People v Brown (2018 NY Slip Op 02964)
People v Brown
2018 NY Slip Op 02964
Decided on April 27, 2018
Appellate Division, Fourth Department
Published by New York State Law Reporting Bureau pursuant to Judiciary Law § 431.
This opinion is uncorrected and subject to revision before publication in the Official Reports.


Decided on April 27, 2018 SUPREME COURT OF THE STATE OF NEW YORK Appellate Division, Fourth Judicial Department
PRESENT: WHALEN, P.J., SMITH, PERADOTTO, CARNI, AND DEJOSEPH, JJ.

407 KA 15-01324

[*1]THE PEOPLE OF THE STATE OF NEW YORK, RESPONDENT,

v

WALTER BROWN, DEFENDANT-APPELLANT.




FRANK H. HISCOCK LEGAL AID SOCIETY, SYRACUSE (PIOTR BANASIAK OF COUNSEL), FOR DEFENDANT-APPELLANT.

WILLIAM J. FITZPATRICK, DISTRICT ATTORNEY, SYRACUSE (JAMES P. MAXWELL OF COUNSEL), FOR RESPONDENT.



Appeal from a judgment of the Onondaga County Court (Thomas J. Miller, J.), rendered August 1, 2014. The judgment convicted defendant, upon his plea of guilty, of criminal possession of a weapon in the second degree.

It is hereby ORDERED that the judgment so appealed from is unanimously affirmed.

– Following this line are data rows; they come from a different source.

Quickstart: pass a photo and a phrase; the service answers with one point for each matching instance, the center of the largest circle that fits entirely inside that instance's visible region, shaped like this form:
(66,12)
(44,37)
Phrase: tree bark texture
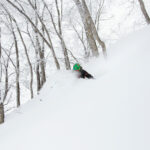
(143,9)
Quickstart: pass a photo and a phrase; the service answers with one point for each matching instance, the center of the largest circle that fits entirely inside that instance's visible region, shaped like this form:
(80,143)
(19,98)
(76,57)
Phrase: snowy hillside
(108,113)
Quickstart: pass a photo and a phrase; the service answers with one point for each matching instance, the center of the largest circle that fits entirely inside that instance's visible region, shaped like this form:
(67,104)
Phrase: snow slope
(108,113)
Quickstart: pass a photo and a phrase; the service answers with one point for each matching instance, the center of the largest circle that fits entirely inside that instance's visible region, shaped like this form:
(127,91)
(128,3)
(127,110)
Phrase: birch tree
(90,29)
(1,102)
(143,9)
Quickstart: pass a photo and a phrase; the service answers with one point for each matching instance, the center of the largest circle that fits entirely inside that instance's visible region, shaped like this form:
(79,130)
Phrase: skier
(81,73)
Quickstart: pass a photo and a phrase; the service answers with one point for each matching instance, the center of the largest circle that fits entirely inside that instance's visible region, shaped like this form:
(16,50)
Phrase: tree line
(32,30)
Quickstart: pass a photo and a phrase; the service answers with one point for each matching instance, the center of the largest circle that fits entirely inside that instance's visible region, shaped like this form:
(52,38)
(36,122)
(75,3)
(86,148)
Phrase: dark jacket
(85,74)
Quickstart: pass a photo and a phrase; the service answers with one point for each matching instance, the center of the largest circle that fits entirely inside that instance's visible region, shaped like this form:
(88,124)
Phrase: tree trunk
(1,113)
(34,26)
(67,61)
(17,67)
(28,59)
(1,102)
(87,26)
(143,9)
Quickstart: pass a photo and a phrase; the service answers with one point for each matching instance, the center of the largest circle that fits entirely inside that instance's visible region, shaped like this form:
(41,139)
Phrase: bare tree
(143,9)
(49,44)
(90,29)
(1,102)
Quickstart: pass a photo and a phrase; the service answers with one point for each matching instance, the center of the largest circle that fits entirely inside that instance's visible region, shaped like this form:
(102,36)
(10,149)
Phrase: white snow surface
(111,112)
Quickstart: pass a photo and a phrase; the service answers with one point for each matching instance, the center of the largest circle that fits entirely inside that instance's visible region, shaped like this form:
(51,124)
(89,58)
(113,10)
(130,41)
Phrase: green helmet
(76,67)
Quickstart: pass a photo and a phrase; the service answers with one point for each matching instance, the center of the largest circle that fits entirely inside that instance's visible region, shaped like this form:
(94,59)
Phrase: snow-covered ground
(110,112)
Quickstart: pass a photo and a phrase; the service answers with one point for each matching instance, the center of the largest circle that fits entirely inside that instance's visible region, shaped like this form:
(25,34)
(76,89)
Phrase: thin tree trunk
(1,102)
(28,59)
(87,26)
(93,28)
(2,113)
(67,61)
(143,9)
(17,66)
(48,44)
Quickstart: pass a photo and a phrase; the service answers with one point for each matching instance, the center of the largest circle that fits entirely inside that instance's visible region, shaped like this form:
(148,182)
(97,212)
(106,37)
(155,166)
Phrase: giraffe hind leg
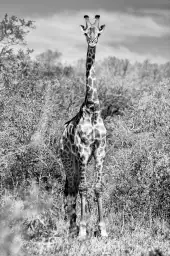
(99,159)
(70,194)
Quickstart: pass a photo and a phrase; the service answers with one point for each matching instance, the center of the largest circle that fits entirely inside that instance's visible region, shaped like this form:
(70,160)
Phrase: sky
(135,29)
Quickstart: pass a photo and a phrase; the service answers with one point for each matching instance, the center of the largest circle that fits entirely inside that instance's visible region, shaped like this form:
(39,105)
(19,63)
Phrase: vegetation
(36,98)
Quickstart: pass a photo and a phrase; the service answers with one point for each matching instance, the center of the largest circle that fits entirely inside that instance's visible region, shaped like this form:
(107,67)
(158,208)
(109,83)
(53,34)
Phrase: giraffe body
(84,137)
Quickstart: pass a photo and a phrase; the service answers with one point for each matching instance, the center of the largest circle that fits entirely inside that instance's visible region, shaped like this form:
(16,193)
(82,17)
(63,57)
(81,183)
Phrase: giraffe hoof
(82,231)
(73,231)
(102,230)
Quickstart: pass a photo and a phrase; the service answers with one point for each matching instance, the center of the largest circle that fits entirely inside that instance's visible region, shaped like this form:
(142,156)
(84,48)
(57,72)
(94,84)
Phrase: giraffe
(84,137)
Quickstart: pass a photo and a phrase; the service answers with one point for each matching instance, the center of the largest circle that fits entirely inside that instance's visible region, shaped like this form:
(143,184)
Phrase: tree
(12,32)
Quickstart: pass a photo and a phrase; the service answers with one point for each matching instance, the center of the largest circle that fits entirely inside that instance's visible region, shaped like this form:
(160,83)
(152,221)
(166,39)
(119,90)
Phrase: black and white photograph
(85,128)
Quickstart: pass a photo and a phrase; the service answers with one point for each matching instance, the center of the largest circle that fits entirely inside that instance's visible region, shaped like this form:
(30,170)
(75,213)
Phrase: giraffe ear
(102,27)
(82,28)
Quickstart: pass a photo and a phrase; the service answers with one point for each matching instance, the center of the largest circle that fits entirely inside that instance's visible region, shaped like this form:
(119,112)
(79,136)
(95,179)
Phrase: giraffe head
(92,31)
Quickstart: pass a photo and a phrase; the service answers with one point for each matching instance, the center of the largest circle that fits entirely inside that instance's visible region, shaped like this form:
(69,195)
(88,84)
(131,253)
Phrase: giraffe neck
(91,98)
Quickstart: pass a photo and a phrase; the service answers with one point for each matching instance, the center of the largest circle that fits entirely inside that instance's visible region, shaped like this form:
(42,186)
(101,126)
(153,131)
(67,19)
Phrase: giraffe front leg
(70,207)
(99,159)
(83,192)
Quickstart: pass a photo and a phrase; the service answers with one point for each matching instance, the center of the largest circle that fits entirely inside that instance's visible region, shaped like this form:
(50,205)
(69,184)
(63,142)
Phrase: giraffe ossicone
(84,137)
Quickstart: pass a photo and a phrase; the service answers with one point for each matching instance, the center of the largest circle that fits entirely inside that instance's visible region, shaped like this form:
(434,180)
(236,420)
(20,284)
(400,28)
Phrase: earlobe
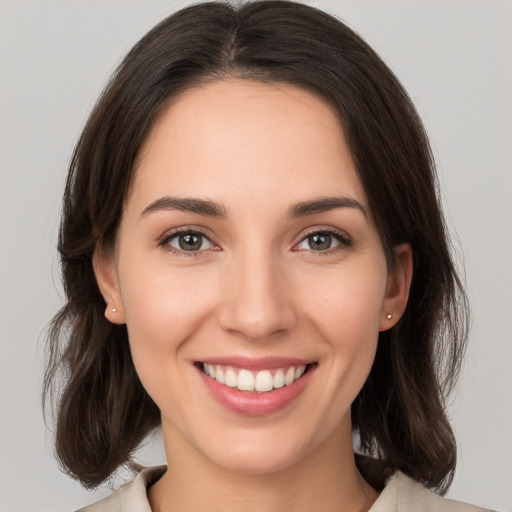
(397,289)
(106,276)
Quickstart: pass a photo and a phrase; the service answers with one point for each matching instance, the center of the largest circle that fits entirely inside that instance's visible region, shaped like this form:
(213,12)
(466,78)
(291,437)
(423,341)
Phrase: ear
(397,288)
(104,266)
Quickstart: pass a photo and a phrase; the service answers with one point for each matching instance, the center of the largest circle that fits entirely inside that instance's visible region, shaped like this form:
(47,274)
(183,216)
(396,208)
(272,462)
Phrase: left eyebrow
(324,204)
(187,204)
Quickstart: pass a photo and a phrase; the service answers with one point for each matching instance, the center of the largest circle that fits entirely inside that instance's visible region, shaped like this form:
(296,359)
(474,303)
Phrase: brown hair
(103,412)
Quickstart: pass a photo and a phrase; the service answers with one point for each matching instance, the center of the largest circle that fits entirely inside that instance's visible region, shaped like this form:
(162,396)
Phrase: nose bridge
(258,301)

Memorandum: On appeal from a judgment convicting him upon his plea of guilty of criminal possession of a weapon in the second degree (Penal Law § 265.03 [3]), defendant contends that his waiver of the right to appeal is not valid, and he challenges the severity of the sentence. Although we agree with defendant that the waiver of the right to appeal is invalid because the perfunctory inquiry made by County Court was "insufficient to establish that the court engage[d] the defendant in an adequate colloquy to ensure that the waiver of the right to appeal was a knowing and voluntary choice' " (People v Brown, 296 AD2d 860, 860 [4th Dept 2002], lv denied 98 NY2d 767 [2002]; see People v Hamilton, 49 AD3d 1163, 1164 [4th Dept 2008]), we nevertheless conclude that the sentence is not unduly harsh or severe.